Balochistan’s Bloody 2026: A Pattern of Attacks

This is far from an isolated incident. Balochistan has endured a punishing year, with militant violence striking multiple districts in overlapping waves:
- January 31: Coordinated BLA assaults across Quetta and nine other districts left dozens dead
- May 24: A blast near Chaman Phatak railway track killed at least 14, including three FC personnel
- June 25–26: Eight Fitna al-Hindustan militants killed in Kharan and Mastung IBOs
- July 6–7: Ziarat checkpoint attack, followed by the 15-militant clearance operation
Analysts tracking the insurgency note that Ziarat itself has a grim history — a lieutenant colonel was abducted and killed near Mangi Dam in the same district back in 2022, underscoring how this pocket of Balochistan remains a persistent flashpoint.
Official Reaction: Islamabad and Quetta Respond
Reaction from the state was swift and pointed. Rind said the militants had paid a heavy price for attempting to undermine peace in Balochistan, insisting there would be no safe haven for terrorists in the province.
Prime Minister Shehbaz Sharif went further, saying the attack proved that these elements are enemies of the development, peace and prosperity of the people of Balochistan, and commended security forces for the clearance operation. Interior Minister Mohsin Naqvi added that cowardly attacks could not sabotage peace or weaken the country’s resolve against terrorism, calling the fallen officers “the pride of our nation.”
Protests Erupt as Highways Are Blocked
Grief quickly spilled onto the streets. Residents of Ziarat blocked the national highway at Ziarat Cross, disrupting traffic and stranding vehicles for hours in protest against the killings.
The demonstrations echoed unrest just a day earlier in Quetta, where locals blocked Airport Road after a separate clash in Hanna Urak left four dead. Both protests reflect growing public frustration in Balochistan over recurring attacks and demands for stronger, more permanent security measures.

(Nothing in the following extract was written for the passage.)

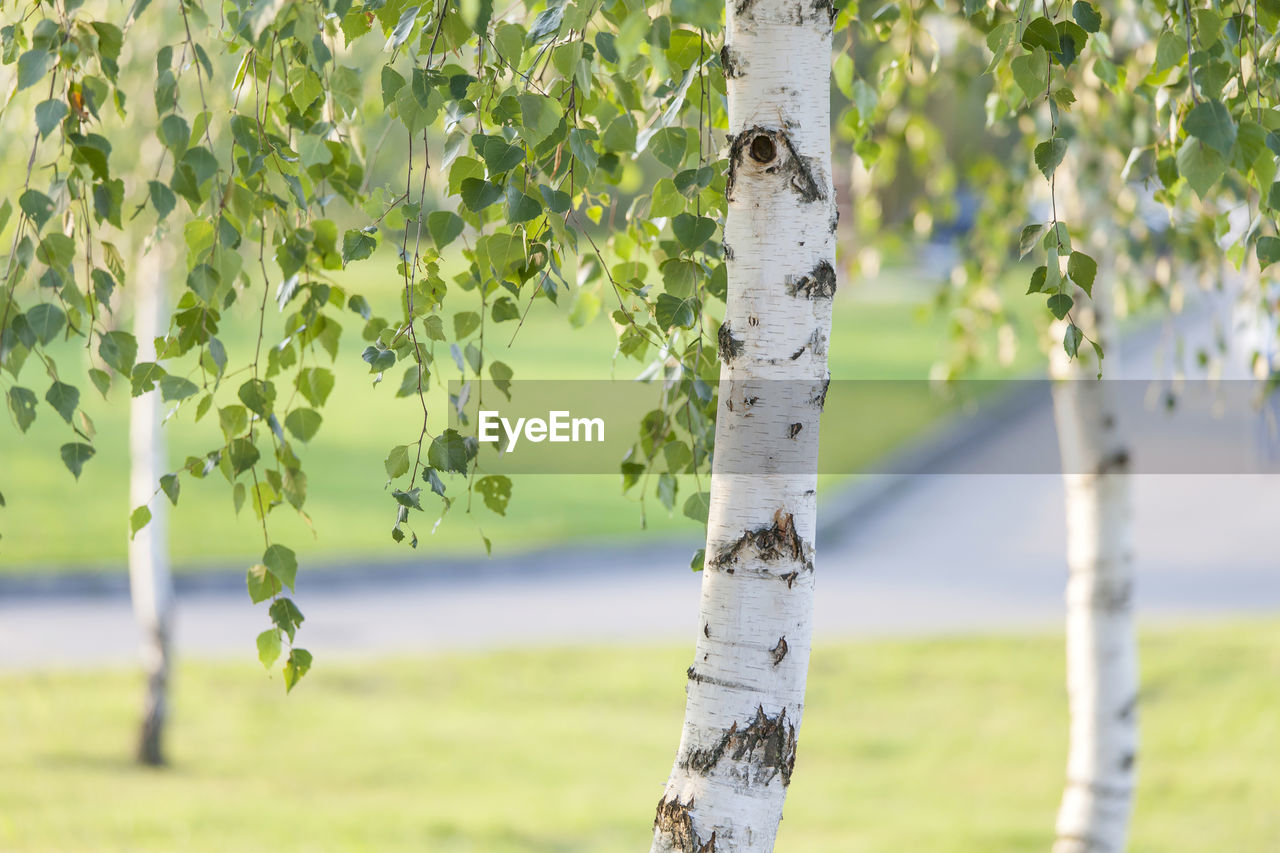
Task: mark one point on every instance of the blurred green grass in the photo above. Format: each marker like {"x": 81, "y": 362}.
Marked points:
{"x": 949, "y": 746}
{"x": 54, "y": 523}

What This Means for Pakistan’s Security Strategy
The Ziarat clearance operation fits a broader pattern: swift, forceful retaliation rather than prolonged sieges. Officials say intelligence-based operations (IBOs) will intensify, alongside action against local facilitators accused of sheltering militants.
Yet each successful clearance is quickly followed by another attack elsewhere in the province — a cycle security analysts say reflects the resilience of networks operating from cross-border safe havens rather than any single tactical failure by Pakistani forces.
For residents of Ziarat and beyond, the question isn’t whether the state can win individual firefights. It’s whether Balochistan can finally break the cycle of attack, retaliation, and mourning that has defined the province for years.